Piotr Naimski, the Polish government's pointman on strategic energy infrastructure, reiterated his earlier announcement that his country would stop buying Russian gas after its long-term supply contract with Russia’s state-owned producer Gazprom expires in 2022.

He told public broadcaster Polish Radio on Tuesday that money Russia was earning from gas and oil sales, including those under the Polish long-term contract, was feeding its state budget “and subsequently used to finance the development of missiles with which the Russians threaten Poland” from their Kaliningrad region across the Polish border.

“Not one more dollar from Poland should go to aid the Russian budget," Naimski said.

A day earlier, officials in Warsaw announced that Russia’s Gazprom would by July 1 return around USD 1.5 billion that Poland’s PGNiG overpaid for gas, following a ruling by an international arbitration court.

The money is to be handed over by the Russians under an annex to the Yamal contract signed by Gazprom and the Polish state-run oil and gas company.

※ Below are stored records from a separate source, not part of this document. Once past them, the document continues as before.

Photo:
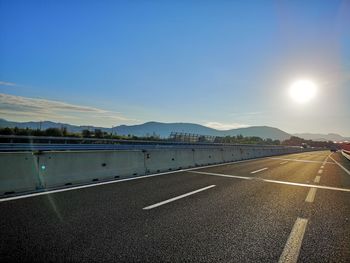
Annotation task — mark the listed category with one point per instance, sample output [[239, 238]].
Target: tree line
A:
[[98, 133]]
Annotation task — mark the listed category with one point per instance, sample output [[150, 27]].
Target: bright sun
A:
[[303, 91]]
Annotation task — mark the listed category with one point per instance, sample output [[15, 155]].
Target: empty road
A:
[[289, 208]]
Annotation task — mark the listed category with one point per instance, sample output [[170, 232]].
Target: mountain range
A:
[[164, 130]]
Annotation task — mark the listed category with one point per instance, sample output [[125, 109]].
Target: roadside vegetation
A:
[[99, 134]]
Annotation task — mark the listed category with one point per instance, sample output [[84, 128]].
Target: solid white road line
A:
[[177, 198], [274, 181], [311, 195], [297, 160], [346, 170], [260, 170], [119, 181], [291, 250]]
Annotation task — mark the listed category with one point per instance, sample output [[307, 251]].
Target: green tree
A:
[[86, 133]]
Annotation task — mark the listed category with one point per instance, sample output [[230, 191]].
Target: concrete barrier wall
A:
[[63, 168], [346, 154], [20, 172]]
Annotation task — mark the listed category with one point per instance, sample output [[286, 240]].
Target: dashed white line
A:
[[178, 197], [298, 160], [275, 181], [292, 248], [260, 170], [346, 170], [317, 179], [311, 195]]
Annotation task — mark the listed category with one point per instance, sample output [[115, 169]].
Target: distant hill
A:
[[164, 130], [322, 137], [158, 128]]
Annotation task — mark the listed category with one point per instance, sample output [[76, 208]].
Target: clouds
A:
[[224, 126], [33, 109], [5, 83]]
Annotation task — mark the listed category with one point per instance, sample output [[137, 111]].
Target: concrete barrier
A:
[[18, 173], [346, 154], [206, 156], [66, 168], [162, 160]]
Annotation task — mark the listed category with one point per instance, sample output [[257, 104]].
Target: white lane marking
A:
[[346, 170], [291, 250], [274, 181], [297, 160], [119, 181], [123, 180], [311, 195], [177, 197], [260, 170]]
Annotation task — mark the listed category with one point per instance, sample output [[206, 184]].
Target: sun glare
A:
[[302, 91]]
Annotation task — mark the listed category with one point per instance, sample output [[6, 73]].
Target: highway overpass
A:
[[282, 208]]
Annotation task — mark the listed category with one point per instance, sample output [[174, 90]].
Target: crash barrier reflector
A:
[[346, 154], [65, 168], [32, 171], [18, 172]]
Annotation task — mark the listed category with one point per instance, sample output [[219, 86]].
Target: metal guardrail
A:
[[43, 143]]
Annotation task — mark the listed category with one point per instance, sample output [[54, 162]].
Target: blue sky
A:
[[224, 64]]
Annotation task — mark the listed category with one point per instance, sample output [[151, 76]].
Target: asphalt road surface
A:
[[290, 208]]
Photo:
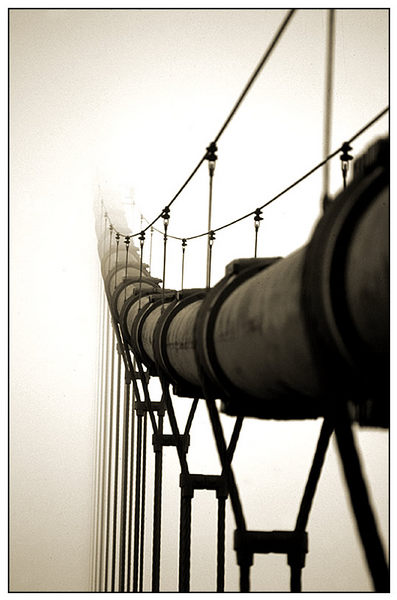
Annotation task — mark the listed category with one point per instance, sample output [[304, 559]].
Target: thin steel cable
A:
[[290, 187], [223, 456], [314, 475], [255, 73], [328, 98], [151, 250], [185, 543], [231, 114], [110, 460], [143, 504], [138, 465], [157, 503], [104, 466], [98, 440], [127, 469], [142, 241], [130, 492], [296, 182], [166, 217], [184, 244], [190, 417], [104, 499], [308, 495], [174, 426], [101, 432], [360, 501], [209, 245], [116, 472], [220, 571]]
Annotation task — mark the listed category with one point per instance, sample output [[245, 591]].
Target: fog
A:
[[129, 100]]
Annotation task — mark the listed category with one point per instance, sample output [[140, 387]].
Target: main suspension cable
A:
[[229, 118]]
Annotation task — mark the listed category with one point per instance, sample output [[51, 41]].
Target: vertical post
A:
[[220, 576], [110, 457], [211, 157], [143, 502], [124, 480], [131, 489], [185, 539], [359, 498], [138, 464], [116, 471], [158, 468], [328, 101], [104, 466]]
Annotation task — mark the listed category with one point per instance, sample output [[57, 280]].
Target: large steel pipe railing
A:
[[256, 336]]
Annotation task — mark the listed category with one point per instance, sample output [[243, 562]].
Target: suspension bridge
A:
[[301, 337]]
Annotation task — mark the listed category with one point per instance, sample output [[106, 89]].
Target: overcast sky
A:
[[129, 100]]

“This is the result of consistent and very effective efforts” by PGNiG managers, Naimski told Polish Radio on Tuesday.

 “For several years this case was pending in arbitration and … PGNiG argued effectively in legal terms and eventually won this dispute,” he added.

"One should be glad that this is how it panned out, but at the same time it needs to be remembered that Gazprom remains part of the Russian state," he also said.

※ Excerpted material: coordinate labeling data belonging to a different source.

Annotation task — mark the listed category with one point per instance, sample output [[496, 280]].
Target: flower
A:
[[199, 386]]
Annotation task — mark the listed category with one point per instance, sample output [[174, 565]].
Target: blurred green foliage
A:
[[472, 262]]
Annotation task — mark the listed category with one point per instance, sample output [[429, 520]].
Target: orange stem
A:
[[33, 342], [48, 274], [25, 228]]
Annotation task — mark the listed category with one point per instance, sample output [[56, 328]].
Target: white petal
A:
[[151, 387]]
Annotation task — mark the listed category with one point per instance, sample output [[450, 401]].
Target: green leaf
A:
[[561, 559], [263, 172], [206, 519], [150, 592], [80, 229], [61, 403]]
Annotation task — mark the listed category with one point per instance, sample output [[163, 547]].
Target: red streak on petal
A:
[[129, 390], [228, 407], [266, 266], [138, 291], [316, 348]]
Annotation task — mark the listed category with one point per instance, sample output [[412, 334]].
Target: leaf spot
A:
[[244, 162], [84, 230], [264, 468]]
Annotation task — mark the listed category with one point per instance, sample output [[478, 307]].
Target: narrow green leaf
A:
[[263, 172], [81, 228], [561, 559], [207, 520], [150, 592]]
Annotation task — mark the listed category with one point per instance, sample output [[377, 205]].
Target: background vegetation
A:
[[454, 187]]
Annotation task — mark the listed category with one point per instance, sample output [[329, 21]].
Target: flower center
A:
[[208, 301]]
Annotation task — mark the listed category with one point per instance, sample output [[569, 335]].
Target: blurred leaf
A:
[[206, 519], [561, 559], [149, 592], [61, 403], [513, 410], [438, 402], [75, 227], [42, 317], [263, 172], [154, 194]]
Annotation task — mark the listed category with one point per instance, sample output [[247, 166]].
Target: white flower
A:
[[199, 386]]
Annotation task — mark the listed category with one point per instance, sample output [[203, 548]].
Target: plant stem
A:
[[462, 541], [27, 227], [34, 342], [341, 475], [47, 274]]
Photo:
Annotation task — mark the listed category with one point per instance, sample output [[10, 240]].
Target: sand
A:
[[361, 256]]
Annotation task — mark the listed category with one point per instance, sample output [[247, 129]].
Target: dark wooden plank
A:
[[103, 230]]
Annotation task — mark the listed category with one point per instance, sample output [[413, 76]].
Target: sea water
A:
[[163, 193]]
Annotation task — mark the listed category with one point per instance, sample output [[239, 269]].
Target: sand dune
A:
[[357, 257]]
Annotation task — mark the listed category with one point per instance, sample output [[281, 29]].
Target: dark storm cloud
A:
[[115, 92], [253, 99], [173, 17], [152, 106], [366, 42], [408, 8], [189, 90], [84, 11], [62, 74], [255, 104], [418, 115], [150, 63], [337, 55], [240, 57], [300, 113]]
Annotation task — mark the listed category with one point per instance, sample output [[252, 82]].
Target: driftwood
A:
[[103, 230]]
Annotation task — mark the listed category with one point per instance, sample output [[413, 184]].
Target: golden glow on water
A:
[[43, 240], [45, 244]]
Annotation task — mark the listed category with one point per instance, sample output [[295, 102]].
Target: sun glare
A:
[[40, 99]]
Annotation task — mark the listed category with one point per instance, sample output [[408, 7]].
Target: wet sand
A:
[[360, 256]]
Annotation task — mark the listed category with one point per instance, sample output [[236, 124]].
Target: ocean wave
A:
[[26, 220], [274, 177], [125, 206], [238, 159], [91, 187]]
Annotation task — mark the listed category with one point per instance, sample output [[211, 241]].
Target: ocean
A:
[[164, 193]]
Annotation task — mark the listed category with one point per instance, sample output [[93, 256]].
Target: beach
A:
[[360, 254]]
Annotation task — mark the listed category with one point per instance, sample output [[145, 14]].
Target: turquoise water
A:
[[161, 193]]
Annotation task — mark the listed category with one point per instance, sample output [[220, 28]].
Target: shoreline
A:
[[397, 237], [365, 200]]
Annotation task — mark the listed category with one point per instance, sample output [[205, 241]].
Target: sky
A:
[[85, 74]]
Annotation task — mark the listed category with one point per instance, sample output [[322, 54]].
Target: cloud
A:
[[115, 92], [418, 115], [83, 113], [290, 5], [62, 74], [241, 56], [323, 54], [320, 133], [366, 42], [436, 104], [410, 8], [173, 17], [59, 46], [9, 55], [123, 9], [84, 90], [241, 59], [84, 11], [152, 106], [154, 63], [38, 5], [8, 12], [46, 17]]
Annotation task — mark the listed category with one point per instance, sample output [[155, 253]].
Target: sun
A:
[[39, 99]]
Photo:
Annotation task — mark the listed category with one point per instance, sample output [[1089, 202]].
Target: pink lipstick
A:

Poland’s PGNiG in November told Gazprom it would not renew the long-term deal on Russian gas imports when the contract expires at the end of 2022.

"We need to be consistent in our national security strategy,” Naimski told Polish Radio. “We are effectively striving to ensure that NATO troops are stationed on the eastern flank of the alliance, in Poland, Lithuania, Latvia and Estonia, because we are afraid of reactive, revisionist Russian policy in our region.”

Naimski, who serves as Secretary of State for Strategic Energy Infrastructure, said last month that a new pipeline from Denmark would boost Poland’s energy security and put an end to the country's dependence on Russia for gas, while depriving Moscow of a pressure tool.